Today's salaries are a blast from the past

Grape,

It's obvious that the primo salaries of the 1980s have gone by the wayside.
But by how much?

Let's say a reporter/anchor was pulling down $100,000 a year during the apex of broadcast salaries.(I'm sure it depends on the market and a zillion other variables) But, if you had to make an estimate, what would that same reporter/anchor make in today's news salary market??


Well, funny you should bring this up, as I was recently talking to a reporter who was making the same salary I made as a reporter in 1986. Problem is, things cost a lot more today.

Let's look at my expenses back then on that 20k salary. (Oh, you'll love this... we had a choice of overtime or comp time!
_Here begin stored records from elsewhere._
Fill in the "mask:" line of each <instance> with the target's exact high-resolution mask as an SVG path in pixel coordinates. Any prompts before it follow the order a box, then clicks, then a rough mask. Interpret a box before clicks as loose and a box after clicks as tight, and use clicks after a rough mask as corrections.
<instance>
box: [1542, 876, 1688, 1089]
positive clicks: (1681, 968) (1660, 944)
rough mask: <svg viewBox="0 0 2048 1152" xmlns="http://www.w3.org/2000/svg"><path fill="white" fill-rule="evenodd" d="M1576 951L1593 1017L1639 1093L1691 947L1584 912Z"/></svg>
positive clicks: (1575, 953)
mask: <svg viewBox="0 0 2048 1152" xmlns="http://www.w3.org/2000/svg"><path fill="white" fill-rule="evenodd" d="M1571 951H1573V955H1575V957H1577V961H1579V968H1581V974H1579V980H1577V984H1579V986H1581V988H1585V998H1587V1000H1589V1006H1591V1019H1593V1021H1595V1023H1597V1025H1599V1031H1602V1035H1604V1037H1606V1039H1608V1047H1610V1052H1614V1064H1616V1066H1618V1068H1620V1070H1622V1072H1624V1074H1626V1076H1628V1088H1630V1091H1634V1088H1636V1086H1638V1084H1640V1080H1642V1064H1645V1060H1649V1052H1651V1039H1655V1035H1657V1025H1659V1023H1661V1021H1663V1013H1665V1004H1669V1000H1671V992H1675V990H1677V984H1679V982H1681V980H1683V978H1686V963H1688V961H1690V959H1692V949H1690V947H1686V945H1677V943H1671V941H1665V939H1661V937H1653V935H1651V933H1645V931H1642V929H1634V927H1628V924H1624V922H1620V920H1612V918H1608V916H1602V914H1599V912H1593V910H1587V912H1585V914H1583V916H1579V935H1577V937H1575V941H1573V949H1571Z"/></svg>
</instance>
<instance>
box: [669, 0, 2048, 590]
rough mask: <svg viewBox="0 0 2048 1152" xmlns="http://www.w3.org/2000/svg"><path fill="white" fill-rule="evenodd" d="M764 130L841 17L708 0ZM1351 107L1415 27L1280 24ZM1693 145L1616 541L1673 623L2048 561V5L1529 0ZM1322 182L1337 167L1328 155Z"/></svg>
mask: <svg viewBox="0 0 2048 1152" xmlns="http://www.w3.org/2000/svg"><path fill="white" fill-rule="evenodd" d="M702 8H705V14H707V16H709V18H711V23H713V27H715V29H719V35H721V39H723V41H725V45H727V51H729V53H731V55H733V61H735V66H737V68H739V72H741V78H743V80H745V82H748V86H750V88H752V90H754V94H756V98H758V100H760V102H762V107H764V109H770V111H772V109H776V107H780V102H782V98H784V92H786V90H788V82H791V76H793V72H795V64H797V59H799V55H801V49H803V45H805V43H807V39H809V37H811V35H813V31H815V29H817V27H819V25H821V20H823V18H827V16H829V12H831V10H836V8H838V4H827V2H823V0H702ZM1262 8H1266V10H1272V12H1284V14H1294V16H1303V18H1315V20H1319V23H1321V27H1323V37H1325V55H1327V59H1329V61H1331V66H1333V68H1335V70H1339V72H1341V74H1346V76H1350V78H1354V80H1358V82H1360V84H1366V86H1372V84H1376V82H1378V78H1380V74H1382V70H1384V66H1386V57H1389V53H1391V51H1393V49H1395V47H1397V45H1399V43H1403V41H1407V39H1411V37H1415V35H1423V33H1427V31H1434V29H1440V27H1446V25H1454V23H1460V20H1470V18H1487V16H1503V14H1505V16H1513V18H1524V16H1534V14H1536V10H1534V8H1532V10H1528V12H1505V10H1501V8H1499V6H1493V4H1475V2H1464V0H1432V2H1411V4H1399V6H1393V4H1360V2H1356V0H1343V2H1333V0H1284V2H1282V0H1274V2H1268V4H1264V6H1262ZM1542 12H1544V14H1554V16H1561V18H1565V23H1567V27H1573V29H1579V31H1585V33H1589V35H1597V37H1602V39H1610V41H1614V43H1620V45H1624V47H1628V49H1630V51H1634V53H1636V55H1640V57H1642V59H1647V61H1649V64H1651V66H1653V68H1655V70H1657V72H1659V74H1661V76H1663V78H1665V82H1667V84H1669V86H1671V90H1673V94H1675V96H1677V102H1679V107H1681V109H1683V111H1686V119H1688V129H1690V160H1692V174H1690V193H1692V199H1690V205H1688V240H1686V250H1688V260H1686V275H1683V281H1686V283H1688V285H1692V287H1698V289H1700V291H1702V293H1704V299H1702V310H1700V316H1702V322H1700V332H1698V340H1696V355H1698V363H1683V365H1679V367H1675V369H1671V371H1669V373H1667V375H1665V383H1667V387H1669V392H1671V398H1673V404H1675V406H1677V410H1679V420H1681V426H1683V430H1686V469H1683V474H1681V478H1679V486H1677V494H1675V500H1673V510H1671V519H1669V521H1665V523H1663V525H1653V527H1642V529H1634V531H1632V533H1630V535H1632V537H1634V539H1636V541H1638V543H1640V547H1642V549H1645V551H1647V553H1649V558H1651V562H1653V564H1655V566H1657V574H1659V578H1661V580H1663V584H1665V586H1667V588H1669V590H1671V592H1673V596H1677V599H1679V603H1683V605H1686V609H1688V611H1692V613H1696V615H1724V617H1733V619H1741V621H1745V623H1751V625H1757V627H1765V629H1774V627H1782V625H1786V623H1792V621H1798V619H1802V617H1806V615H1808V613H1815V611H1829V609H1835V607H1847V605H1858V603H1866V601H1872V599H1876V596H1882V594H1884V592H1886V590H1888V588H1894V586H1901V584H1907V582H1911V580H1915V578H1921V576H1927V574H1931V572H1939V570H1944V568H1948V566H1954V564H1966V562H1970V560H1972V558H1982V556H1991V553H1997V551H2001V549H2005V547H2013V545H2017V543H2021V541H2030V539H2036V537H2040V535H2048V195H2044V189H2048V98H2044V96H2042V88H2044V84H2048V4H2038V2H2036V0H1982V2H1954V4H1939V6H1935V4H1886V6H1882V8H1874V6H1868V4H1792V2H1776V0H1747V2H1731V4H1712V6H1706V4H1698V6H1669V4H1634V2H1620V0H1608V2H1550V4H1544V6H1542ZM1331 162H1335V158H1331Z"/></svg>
You could trade 5 1/2 hours of OT for a day off!)

Rent: $360 (and it was a really nice apartment)
Gas: About $1.25 per gallon
Plane ticket home: Always less than $200
Lunch in a restaurant: Never more than five bucks
Dinner for two in a nice restaurant: $20-30
New car: I bought a brand new Mazda RX-7 two-seater sports car for $11,000. You could easily find something more practical for 7-8K.
Student loans: None. Paid for college working summers.
Expenses that didn't exist: Cell phones, Internet access
Health insurance: $11 per month, $5 co-pay (really good insurance)
Phone bill: Less than $10
Can of soda or candy bar from the vending machine: 25 cents

Now, flash forward to 2010 and you see the problems young people have making ends meet.

As for those big salaries, yes, we had six-figure anchors working in small and medium markets. And yes, those days are long gone. I would guess that those same anchor positions today would pay about half of what they did back then.

The reasons? Cable and satellite TV fragmented the pie, the Internet killed the golden goose, too much supply and not enough demand in the personnel department, loss of network compensation (stations received whopping checks from the networks to run prime time programming.) There are plenty of little things, but those are the major ones.

That supply and demand thing is the big reason stations don't have to pay big salaries anymore. If you won't take that 20k job, there are dozens of eager kids right out of college who will be happy to accept it.

Will it change? Who knows? Some new invention we haven't even considered might create a huge revenue stream for stations. Then again, in twenty years your avatar may be appearing in viewers' living rooms to deliver the news.